138:3.1 Następnego dnia Jezus i szóstka apostołów poszli powołać Mateusza, poborcę celnego[3]. Mateusz czekał na nich, dokonawszy bilansu ksiąg, gotów przekazać sprawy biura swemu bratu. Gdy zbliżali się do jego rogatki, Andrzej podszedł do niego z Jezusem, który patrząc Mateuszowi w oczy, powiedział: „Pójdź ze mną”. Mateusz wstał i razem z Jezusem i apostołami wszedł do swego domu.

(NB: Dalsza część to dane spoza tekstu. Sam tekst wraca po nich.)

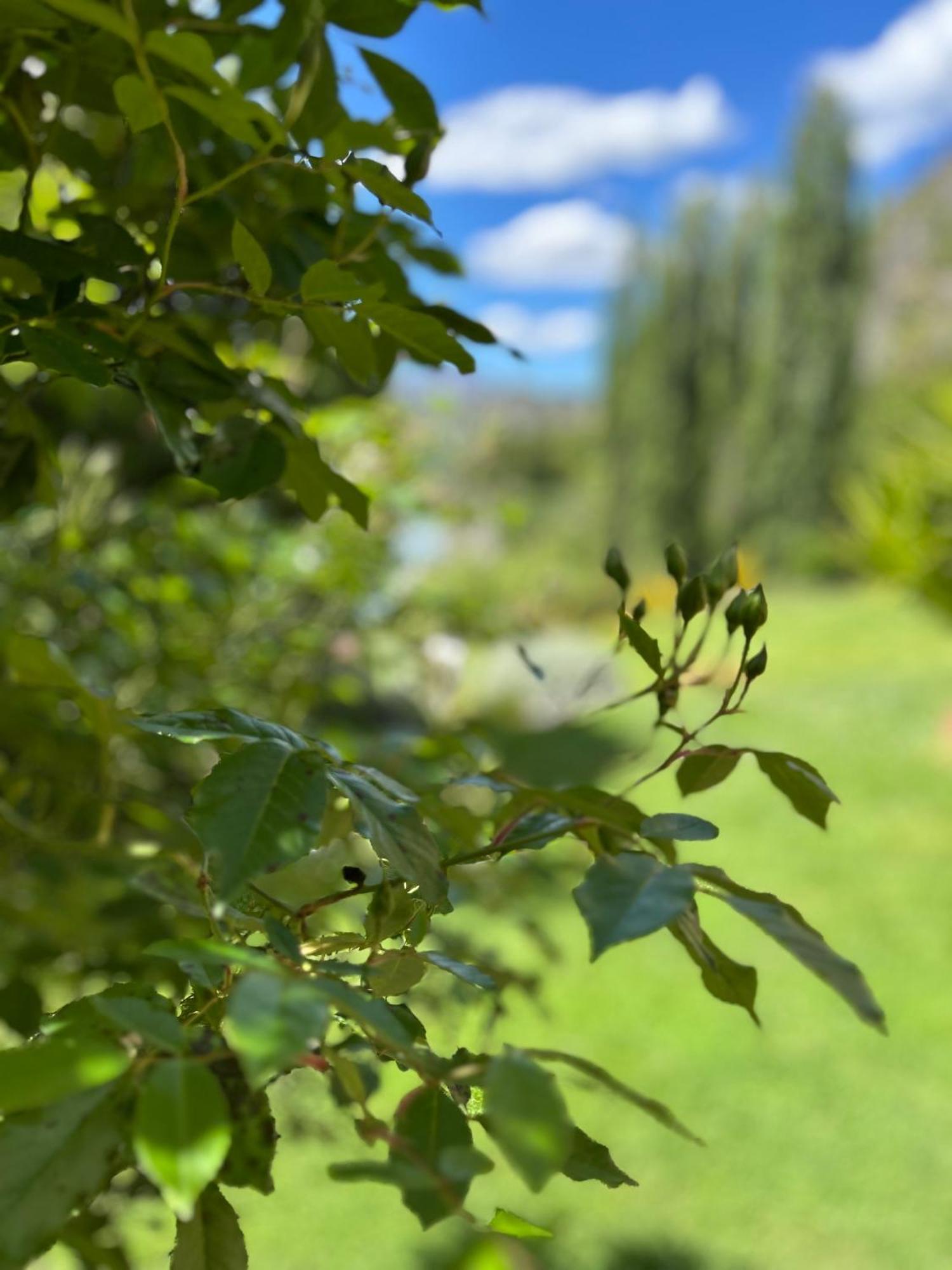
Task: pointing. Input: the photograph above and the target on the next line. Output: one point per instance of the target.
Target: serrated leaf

138:3.2 Mateusz powiedział Jezusowi o uczcie, jaką przygotował na ten wieczór, przynajmniej chciał wydać wieczerzę dla swojej rodziny i przyjaciół, jeśli Jezus to zaaprobuje i zgodzi się być honorowym gościem. Jezus skinął głową na znak zgody. Piotr wziął na bok Mateusza i tłumaczył mu, że zaproponował pewnego Szymona, aby przyłączył się do apostołów i prosił, żeby Szymona również zaprosić na ucztę.
138:3.3 Po obiedzie w domu Mateusza, wszyscy poszli z Piotrem powołać Szymona Zelotę, którego znaleźli w jego byłej firmie, prowadzonej teraz przez jego siostrzeńca. Kiedy Piotr przyprowadził Szymona przed Jezusa, Mistrz powitał ognistego patriotę i powiedział tylko: „Pójdź ze mną”.
138:3.4 Wszyscy wrócili do domu Mateusza, gdzie do czasu kolacji rozmawiali trochę o polityce i religii[4]. Rodzina Lewiego długo zajmowała się interesami i zbieraniem podatków, zatem sporo gości, zaproszonych przez Mateusza na przyjęcie, faryzeusze mogliby nazwać „celnikami i grzesznikami”[5].
138:3.5 W tamtych czasach, kiedy tego rodzaju przyjęcie-uczta było wydawane przez znacznego człowieka, było zwyczajem, żeby wszystkie zainteresowane tym osoby pozostawały w pomieszczeniu przyjęcia i przyglądały się gościom podczas posiłku, słuchały konwersacji oraz przemówień honorowego gościa. Dlatego też większość faryzeuszy z Kafarnaum zjawiła się przy tej okazji, aby obserwować zachowanie się Jezusa w czasie tego niezwykłego zgromadzenia.
138:3.6 Jak upływał czas wieczerzy, dobry humor biesiadników dosięgał szczytów i każdy bawił się tak znakomicie, że obserwujący to faryzeusze zaczęli, w swych sercach, krytykować Jezusa za jego udział w tak niefrasobliwej i beztroskiej imprezie. Później, wieczorem, kiedy wygłaszali swe mowy, jeden z bardziej złośliwych faryzeuszy posunął się tak daleko, że skrytykował postępowanie Jezusa, mówiąc do Piotra: „Jak śmiesz nauczać, że ten człowiek jest prawy, podczas gdy on je z celnikami i grzesznikami i w ten sposób przydaje swoją osobą powagi beztroskiej zabawie”. Zanim Jezus powiedział zgromadzonym pożegnalne błogosławieństwo, Piotr szepnął mu o tej krytyce. Potem Jezus zaczął przemawiać: „Przychodząc tutaj wieczorem, aby powitać Mateusza i Szymona w naszej wspólnocie, rad jestem waszej niefrasobliwości i dobrej zabawie w towarzystwie, ale powinniście cieszyć się jeszcze bardziej, gdyż wielu z was wejdzie do nadchodzącego królestwa ducha, w którym obficiej będziecie się radować dobrymi rzeczami królestwa nieba. A tym, którzy w swoich sercach zechcą mnie krytykować za to, że przyszedłem tu świętować z tymi przyjaciółmi, chciałbym powiedzieć – przyszedłem głosić radość społecznie uciśnionym i duchową wolność moralnym jeńcom. Czy muszę przypominać, że zdrowi nie potrzebują lekarza, ale raczej ci, co chorują? Nie przyszedłem powołać prawych, ale grzeszników”[6].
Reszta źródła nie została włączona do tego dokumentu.